EFFICIENCY and SPEED drive innovation in tech.
When Justin Liu and I started exploring healthcare, I noticed how manual data entry and outdated processes were slowing down an industry that should already be leveraging AI for greater efficiency.
It is notoriously difficult to build software for Healthcare. Why? Every electronic medical record (EMR) system is different:
✔️ Data Formats Vary
✔️ Workflows Aren’t Standardized
✔️ Resistance to Change Is High
Traditional software struggles to keep up because it requires deep integration with fragmented systems, massive data reconciliation efforts, and ongoing maintenance to remain functional.
But AI, particularly large language models (LLMs), is changing this. Instead of rebuilding healthcare’s fragmented infrastructure, we can layer AI on top of existing systems, creating a standardized abstraction that works across multiple platforms—without forcing providers to rip and replace their workflows.
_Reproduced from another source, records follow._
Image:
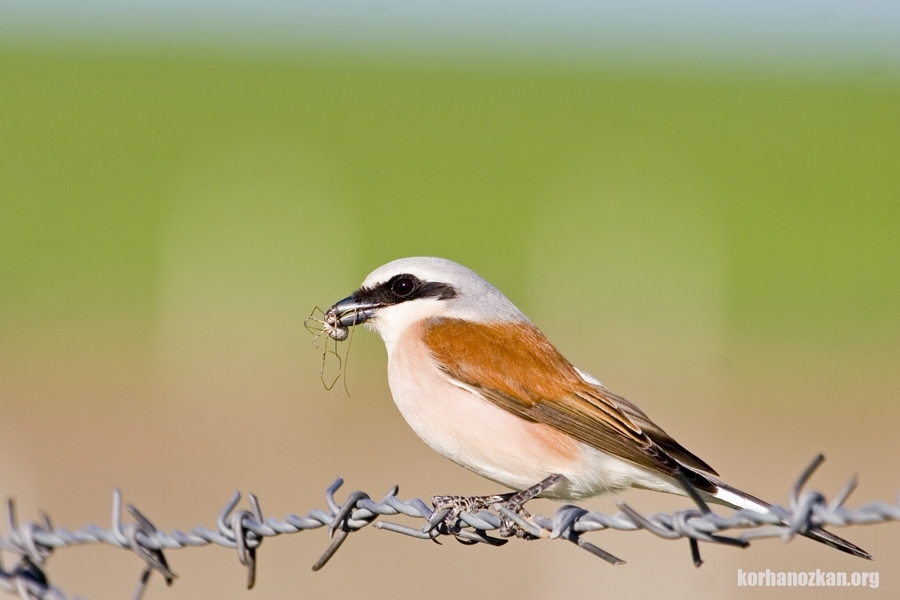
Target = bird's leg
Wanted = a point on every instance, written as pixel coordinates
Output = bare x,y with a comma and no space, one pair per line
470,504
516,503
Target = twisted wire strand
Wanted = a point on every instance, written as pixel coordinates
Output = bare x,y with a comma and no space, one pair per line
245,530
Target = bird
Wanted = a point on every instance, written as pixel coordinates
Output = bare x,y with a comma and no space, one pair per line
480,384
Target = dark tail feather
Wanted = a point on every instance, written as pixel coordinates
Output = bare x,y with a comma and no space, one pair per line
735,498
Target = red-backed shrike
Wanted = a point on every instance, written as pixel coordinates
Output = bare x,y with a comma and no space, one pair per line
479,383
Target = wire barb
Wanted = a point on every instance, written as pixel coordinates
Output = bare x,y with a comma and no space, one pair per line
244,530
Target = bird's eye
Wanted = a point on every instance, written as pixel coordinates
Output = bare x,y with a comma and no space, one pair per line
403,287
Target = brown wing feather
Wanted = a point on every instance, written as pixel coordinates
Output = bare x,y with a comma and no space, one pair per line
657,434
517,368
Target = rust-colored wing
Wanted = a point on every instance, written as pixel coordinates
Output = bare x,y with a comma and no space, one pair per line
514,366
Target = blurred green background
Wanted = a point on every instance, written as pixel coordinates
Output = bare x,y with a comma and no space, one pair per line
722,246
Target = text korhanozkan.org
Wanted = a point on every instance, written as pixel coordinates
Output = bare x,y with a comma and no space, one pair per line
817,578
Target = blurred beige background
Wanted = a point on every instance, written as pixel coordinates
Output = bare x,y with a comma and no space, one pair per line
719,246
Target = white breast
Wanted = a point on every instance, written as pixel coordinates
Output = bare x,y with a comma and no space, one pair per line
474,433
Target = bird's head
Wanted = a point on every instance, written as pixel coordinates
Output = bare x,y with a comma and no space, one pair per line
408,290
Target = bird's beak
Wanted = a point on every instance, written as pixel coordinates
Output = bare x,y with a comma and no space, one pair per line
350,311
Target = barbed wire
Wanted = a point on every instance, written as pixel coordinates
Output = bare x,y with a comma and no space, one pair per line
244,530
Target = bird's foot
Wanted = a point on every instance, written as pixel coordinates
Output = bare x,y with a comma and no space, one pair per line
448,508
516,503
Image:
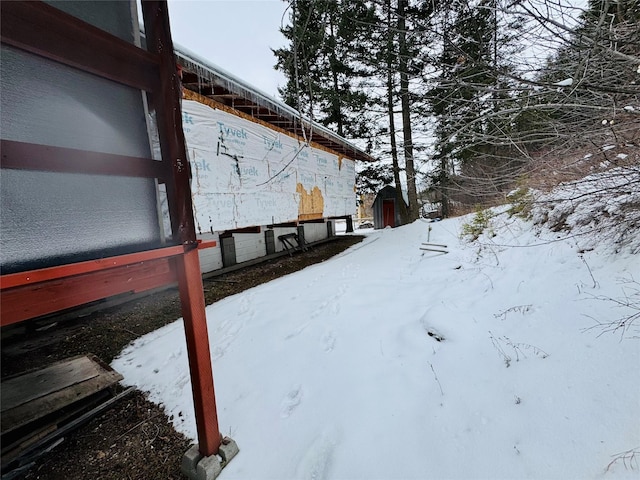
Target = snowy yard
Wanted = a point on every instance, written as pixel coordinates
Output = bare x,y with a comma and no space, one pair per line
391,362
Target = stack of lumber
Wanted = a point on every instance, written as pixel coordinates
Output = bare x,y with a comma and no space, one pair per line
39,407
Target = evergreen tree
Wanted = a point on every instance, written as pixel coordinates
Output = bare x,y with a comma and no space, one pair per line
324,62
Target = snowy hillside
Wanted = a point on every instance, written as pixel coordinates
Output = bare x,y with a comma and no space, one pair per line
391,362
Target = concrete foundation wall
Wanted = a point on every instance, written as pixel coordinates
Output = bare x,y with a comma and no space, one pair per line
315,231
210,258
249,246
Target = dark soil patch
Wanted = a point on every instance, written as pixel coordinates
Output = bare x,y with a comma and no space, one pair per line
134,439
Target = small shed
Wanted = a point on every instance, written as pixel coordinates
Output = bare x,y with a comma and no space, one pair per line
385,211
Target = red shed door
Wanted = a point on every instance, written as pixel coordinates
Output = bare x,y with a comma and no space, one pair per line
388,213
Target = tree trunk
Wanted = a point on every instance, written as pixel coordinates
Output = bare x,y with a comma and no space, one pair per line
400,205
406,113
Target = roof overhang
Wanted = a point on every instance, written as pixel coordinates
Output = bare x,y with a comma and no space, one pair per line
213,82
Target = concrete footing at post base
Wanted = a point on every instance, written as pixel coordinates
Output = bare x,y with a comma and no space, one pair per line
198,467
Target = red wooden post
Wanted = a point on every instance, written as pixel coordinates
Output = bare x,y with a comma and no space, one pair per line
169,118
195,327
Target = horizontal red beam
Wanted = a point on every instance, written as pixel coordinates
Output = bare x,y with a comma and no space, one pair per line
35,293
47,31
30,156
49,296
57,273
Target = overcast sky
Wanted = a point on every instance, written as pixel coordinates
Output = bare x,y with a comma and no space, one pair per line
235,35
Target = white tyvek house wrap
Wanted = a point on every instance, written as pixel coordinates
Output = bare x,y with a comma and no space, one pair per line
245,174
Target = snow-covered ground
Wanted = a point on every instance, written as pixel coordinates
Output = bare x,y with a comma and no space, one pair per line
392,362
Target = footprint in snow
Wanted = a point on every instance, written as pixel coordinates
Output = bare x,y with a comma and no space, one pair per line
291,401
328,341
316,461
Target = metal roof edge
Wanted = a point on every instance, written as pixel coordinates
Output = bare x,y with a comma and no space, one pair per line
241,87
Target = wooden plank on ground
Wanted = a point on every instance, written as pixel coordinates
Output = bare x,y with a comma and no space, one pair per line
26,398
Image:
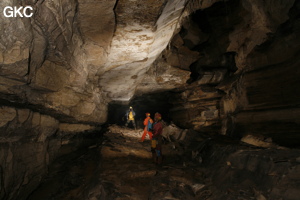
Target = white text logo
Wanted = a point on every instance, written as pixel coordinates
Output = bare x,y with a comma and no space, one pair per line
18,11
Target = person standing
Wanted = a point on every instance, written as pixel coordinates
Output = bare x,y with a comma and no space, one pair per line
148,127
130,114
156,145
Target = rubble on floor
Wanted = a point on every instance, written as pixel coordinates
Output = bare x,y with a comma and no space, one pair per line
198,167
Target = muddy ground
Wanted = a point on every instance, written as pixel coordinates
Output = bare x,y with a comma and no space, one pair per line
117,166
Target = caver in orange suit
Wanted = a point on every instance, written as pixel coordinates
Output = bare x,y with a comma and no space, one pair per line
148,126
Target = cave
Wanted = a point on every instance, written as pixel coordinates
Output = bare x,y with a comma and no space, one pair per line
223,74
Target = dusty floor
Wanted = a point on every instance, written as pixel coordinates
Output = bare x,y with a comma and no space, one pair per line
118,166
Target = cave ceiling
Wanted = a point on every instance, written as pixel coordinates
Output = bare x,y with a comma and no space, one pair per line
73,57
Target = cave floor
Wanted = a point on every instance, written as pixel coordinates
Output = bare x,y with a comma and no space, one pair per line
120,167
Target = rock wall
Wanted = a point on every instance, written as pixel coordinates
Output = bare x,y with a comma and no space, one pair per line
264,99
29,141
244,80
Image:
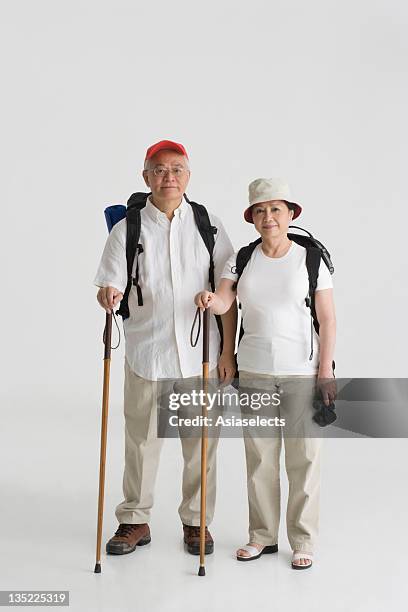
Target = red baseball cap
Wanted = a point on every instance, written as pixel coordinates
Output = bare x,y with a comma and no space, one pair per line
165,144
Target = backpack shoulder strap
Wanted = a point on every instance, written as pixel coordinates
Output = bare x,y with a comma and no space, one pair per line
136,202
243,256
207,233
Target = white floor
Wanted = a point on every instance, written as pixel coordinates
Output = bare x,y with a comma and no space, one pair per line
49,510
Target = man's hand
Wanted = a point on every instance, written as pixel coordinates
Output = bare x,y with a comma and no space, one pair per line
327,385
108,297
226,368
204,299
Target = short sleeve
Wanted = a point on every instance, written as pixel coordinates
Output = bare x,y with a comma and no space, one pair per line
324,280
229,268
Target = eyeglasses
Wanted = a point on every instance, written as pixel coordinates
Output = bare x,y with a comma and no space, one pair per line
177,171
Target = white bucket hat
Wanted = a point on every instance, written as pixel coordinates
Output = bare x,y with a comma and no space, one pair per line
263,190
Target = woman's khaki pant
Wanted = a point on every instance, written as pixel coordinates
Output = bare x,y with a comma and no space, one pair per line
302,460
142,453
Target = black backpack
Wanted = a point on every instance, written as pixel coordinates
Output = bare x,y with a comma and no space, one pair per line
315,251
135,203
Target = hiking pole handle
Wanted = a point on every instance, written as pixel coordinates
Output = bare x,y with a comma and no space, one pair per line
204,440
107,337
206,337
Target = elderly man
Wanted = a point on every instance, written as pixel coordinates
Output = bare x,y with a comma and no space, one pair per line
172,267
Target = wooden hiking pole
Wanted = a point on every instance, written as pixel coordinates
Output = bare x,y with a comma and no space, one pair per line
204,439
107,337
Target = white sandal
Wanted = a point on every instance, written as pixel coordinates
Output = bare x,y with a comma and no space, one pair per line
301,555
255,553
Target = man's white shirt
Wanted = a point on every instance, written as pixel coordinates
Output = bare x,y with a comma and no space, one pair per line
173,267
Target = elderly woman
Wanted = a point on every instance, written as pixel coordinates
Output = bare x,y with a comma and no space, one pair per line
275,349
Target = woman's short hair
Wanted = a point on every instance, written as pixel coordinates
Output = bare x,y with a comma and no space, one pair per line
290,205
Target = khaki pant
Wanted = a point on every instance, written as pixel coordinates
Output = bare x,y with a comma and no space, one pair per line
142,453
302,460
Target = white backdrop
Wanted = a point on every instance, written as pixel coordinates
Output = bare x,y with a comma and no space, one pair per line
314,91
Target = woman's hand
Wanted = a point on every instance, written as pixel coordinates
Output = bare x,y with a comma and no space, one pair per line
226,368
204,299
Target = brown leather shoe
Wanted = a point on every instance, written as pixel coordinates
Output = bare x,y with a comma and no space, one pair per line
127,537
192,539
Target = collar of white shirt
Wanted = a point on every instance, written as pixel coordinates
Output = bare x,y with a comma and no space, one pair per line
160,217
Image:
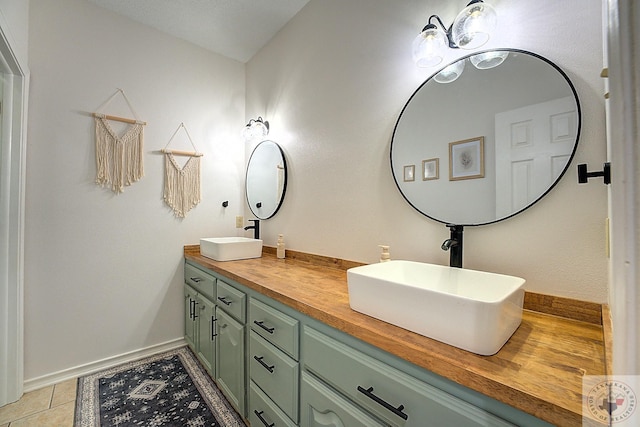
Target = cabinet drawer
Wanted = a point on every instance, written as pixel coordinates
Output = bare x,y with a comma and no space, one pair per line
201,281
263,412
395,397
275,373
274,326
232,301
323,407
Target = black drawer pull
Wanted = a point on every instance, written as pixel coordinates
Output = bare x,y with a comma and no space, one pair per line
213,328
225,301
261,324
267,367
259,415
398,411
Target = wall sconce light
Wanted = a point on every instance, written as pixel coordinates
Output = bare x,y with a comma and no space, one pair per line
256,128
471,29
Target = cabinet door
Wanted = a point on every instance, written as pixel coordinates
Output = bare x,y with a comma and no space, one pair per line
206,337
230,361
189,317
322,407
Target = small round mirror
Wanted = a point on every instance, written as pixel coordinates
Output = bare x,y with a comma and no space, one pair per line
487,141
266,181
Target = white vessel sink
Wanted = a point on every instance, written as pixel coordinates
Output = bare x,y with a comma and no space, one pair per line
472,310
230,248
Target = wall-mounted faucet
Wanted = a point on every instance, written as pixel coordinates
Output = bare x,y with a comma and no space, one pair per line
454,245
255,227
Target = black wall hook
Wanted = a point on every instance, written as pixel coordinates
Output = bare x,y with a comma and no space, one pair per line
583,175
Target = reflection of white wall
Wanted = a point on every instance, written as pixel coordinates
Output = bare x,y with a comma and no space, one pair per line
443,113
332,84
264,179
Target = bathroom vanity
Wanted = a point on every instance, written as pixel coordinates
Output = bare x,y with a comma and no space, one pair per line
295,353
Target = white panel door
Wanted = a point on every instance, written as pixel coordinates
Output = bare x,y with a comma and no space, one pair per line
533,145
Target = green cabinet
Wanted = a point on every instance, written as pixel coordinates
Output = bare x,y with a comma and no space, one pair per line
230,365
323,407
388,394
190,316
281,368
206,332
215,314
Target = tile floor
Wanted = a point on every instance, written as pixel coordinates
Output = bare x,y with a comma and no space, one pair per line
50,406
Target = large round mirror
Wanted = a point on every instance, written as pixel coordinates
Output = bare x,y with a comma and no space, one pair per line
266,180
485,137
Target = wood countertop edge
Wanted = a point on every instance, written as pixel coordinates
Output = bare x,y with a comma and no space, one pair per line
438,362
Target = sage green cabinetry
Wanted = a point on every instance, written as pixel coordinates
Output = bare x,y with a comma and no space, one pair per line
206,332
215,317
273,364
384,392
230,364
200,330
323,407
190,317
302,372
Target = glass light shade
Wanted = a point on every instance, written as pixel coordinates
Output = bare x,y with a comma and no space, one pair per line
484,61
255,129
473,26
450,73
429,46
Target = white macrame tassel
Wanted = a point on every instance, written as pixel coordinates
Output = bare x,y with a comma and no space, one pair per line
181,186
119,161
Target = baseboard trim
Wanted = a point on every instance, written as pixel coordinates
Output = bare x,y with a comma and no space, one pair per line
89,368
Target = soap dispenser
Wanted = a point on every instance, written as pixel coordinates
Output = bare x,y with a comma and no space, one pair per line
384,255
280,247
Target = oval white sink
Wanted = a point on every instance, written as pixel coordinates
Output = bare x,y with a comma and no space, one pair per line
472,310
230,248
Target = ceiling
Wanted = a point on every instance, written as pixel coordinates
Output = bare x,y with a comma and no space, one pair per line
236,29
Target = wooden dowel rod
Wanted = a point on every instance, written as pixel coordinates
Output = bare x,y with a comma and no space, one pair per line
182,153
119,119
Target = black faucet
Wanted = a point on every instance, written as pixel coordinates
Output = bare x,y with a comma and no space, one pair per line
255,227
454,244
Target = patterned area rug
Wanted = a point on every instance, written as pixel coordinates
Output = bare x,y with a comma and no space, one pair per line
168,389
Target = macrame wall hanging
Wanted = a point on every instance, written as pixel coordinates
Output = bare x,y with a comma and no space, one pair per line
181,184
119,161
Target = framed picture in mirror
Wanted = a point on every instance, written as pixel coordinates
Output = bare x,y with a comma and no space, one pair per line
466,159
430,169
409,173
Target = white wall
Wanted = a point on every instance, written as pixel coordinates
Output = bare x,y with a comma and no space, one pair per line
16,14
332,84
103,272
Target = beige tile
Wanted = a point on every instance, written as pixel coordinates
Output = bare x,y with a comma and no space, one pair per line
64,392
60,416
30,403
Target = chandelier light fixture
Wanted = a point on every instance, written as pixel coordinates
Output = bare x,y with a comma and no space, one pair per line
471,29
256,128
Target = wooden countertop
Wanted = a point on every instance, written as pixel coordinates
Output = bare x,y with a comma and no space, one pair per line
539,370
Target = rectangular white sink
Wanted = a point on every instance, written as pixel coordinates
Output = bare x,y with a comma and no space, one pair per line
472,310
230,248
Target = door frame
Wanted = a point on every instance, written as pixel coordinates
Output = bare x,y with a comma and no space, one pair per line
623,53
12,191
Pre-bill chart reviews are an essential yet highly inefficient part of the healthcare providers revenue cycle. Every provider does it for every patient visit, yet the process is still manual, slow, and error-prone, leading to missed revenue opportunities, claim denials, and compliance risks.
Here’s where LLMs and AI-powered automation fundamentally change the game:
✅ AI doesn’t need to rebuild the system—it adapts to it
Instead of forcing providers to adopt yet another rigid software tool, AI can work on top of existing EMRs, analyzing documentation, identifying coding gaps, and ensuring compliance in real time—without requiring deep system integrations.
✅ AI can process and standardize unstructured data across multiple EMRs
Traditional software requires painstaking data mapping between systems. AI-powered models can interpret, extract, and structure information from different sources, making pre-bill chart review faster and more consistent across multiple provider networks.
✅ AI can be customized at scale—without retraining on millions of data points
Instead of rebuilding models from scratch for each healthcare system, LLMs can be customized through instruction-based learning, enabling providers to fine-tune workflows without massive training datasets. This means quicker deployments, higher adaptability, and lower costs compared to traditional AI approaches.
Tackling pre-bill chart review with AI is about more than just efficiency—it’s about creating a scalable foundation for automation in healthcare. By focusing on a high-frequency, high-impact process, we’re proving that AI can seamlessly integrate into complex systems, adapt to provider workflows, and deliver measurable improvements in speed and accuracy.
That’s why at Charta Health, we’re not just building software—we’re building AI-native infrastructure to fix healthcare’s deepest inefficiencies at scale.